The Buzz on Nature and Nurture
Inside a lab in Gardner Hall, they are getting drunk, beating up on one another, and getting poked in the eyes. It’s not an instance of out-of-control students, only scores of fruit flies taking part in an international genetics research effort. NC State’s Drs. Trudy Mackay and Robert Anholt are teaming with the Baylor University College of Medicine and scientists in a half-dozen foreign countries in a systems approach to determine how physical and behavioral traits are effected by genes and the environment.
Mackay is the William Neal Reynolds Distinguished Professor and Distinguished University Professor of Genetics. She is also the 2007 winner of the O. Max Gardner Award, the UNC Board of Governors’ highest faculty honor. Anholt is a professor of zoology and genetics, and the director of the W. M. Keck Center for Behavioral Biology.
Mackay spent a year inbreeding 40 strains of Drosophila melanogaster captured at the State Farmers Market in Raleigh. Twenty generations later, the insects in each line are genetically identical, allowing scientists to note any variation in traits caused by environmental differences. Once the genome of each strain is sequenced at Baylor, researchers will be able to look at how genetic differences are expressed. “We’re interested in the traits in and of themselves,” Mackay says. “We want to see how genes work together. We don’t know how many genes affect each complex trait.”
“This could open up a new view for looking at population variation and help achieve the goal of individualized medicine.”
Because the same genes are recognizable across species, scientists hope to correlate their findings to humans. “We can accumulate large amounts of data quickly using flies,” Anholt says, “and it’s statistically valid since we are able to control their environment and genetic background.” Already, the husband and wife researchers in the College of Agriculture and Life Sciences have measured how quickly different fruit fly strains become intoxicated on ethanol vapors to zero in on a few genes that seem to form a metabolic pathway related to alcohol sensitivity. They are translating their results from flies to humans by using longitudinal data collected on 1,700 participants in the 60-year-old Framingham Heart Study.
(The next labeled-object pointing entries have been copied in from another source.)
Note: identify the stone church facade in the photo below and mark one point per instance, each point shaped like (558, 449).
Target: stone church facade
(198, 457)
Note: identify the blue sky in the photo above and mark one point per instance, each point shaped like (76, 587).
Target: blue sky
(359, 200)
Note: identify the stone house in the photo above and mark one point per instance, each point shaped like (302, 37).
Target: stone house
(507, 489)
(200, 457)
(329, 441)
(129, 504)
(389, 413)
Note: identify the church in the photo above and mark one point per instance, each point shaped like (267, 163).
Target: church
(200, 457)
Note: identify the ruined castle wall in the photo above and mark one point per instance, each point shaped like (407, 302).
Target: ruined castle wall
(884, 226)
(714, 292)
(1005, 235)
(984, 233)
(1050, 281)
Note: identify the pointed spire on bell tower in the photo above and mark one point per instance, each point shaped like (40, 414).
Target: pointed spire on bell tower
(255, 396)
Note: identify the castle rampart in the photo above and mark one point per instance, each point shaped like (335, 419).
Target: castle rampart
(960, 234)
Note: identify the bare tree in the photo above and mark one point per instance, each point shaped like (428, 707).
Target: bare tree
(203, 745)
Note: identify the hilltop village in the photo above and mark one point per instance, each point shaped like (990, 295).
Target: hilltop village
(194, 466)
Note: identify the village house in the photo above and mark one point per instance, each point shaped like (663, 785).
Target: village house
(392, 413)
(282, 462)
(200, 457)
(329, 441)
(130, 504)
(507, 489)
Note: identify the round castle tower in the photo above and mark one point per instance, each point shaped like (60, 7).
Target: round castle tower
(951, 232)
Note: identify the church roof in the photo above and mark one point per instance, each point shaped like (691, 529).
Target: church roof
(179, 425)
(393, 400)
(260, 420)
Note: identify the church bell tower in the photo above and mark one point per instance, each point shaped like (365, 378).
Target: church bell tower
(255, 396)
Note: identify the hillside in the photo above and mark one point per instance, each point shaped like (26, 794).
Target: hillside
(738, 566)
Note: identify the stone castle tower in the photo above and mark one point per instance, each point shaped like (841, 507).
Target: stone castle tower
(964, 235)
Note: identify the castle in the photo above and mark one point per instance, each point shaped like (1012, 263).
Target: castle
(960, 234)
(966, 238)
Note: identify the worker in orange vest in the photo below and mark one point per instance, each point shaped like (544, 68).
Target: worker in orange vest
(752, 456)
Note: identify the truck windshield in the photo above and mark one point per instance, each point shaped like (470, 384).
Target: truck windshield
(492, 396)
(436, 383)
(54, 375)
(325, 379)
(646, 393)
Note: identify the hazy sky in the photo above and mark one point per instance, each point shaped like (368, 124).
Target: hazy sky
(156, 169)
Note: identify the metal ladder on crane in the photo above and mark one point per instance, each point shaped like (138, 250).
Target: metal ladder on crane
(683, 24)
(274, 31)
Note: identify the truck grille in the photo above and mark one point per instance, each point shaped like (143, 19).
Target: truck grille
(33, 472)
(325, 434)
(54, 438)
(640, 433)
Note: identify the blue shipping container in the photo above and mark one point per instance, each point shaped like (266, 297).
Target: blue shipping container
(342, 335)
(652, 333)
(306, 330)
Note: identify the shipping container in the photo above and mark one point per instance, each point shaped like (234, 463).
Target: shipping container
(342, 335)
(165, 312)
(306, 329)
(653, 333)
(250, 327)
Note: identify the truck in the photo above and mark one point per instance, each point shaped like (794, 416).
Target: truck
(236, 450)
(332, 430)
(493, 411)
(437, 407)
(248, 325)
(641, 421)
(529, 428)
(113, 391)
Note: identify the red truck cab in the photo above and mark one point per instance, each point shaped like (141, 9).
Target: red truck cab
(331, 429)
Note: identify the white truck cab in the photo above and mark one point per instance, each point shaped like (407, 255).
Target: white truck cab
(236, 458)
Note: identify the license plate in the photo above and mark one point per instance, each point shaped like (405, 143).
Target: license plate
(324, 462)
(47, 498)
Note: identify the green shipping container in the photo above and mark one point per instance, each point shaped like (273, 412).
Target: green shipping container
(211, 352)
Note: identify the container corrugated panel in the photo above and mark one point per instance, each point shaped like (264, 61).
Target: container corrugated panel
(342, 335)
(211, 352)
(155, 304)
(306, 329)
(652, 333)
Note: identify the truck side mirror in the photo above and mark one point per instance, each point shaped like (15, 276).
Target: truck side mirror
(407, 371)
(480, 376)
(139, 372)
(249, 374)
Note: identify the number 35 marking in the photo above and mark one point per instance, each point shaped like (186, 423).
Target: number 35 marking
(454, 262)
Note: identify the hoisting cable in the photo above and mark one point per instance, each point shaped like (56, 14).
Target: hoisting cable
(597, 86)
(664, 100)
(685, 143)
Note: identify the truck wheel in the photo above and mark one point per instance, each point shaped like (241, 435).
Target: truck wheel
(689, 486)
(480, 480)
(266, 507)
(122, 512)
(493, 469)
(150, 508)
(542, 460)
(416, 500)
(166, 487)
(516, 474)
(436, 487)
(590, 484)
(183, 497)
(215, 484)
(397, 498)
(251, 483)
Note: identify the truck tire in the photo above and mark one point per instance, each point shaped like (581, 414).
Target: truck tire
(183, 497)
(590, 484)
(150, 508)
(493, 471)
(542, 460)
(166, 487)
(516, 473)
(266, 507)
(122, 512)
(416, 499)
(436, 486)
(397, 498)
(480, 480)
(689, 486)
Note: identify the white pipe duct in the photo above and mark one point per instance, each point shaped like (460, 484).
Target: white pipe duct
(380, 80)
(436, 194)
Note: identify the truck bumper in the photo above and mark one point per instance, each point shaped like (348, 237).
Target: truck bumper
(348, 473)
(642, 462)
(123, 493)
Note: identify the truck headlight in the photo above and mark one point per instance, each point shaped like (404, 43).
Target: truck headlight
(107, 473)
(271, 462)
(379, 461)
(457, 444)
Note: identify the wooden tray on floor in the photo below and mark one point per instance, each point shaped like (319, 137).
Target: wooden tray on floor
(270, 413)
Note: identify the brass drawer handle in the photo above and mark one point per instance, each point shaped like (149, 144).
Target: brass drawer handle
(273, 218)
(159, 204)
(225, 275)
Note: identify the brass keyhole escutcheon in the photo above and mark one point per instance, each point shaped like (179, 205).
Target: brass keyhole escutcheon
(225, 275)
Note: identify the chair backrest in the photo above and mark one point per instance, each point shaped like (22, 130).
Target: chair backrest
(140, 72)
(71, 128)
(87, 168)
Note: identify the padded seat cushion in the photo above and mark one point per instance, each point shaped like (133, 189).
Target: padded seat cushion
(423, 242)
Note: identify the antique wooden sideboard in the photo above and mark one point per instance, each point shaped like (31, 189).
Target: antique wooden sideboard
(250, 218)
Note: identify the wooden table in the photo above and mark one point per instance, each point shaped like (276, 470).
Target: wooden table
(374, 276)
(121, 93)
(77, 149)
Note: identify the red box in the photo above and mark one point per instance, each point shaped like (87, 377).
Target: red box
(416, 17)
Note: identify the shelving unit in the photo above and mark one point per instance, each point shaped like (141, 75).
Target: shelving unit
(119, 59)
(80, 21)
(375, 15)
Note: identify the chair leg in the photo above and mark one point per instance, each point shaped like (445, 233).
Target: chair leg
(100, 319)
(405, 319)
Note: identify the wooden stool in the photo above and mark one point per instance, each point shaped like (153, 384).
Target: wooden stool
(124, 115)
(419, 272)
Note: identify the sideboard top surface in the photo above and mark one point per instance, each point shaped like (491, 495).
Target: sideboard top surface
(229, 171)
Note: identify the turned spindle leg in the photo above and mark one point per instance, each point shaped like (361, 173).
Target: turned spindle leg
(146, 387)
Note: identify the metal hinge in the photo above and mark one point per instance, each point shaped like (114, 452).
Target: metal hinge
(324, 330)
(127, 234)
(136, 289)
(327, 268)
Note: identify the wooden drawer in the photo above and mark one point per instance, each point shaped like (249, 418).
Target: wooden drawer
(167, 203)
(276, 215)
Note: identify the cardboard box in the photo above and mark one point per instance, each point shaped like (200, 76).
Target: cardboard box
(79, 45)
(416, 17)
Similarly, Mackay and Anholt are studying the genetic basis of aggressive behavior in the flies by observing how they fight over food. They also have developed a fly model for ocular hypertension—a common risk factor for glaucoma—and are checking the insects’ olfactory function. Using the same fruit fly lines, their international partners are studying traits like development and learning and memory. As the studies progress, the researchers will move beyond genes into protein and metabolic impacts on traits. “This could open up a new view for looking at population variation,” Mackay says, “and help achieve the goal of individualized medicine.”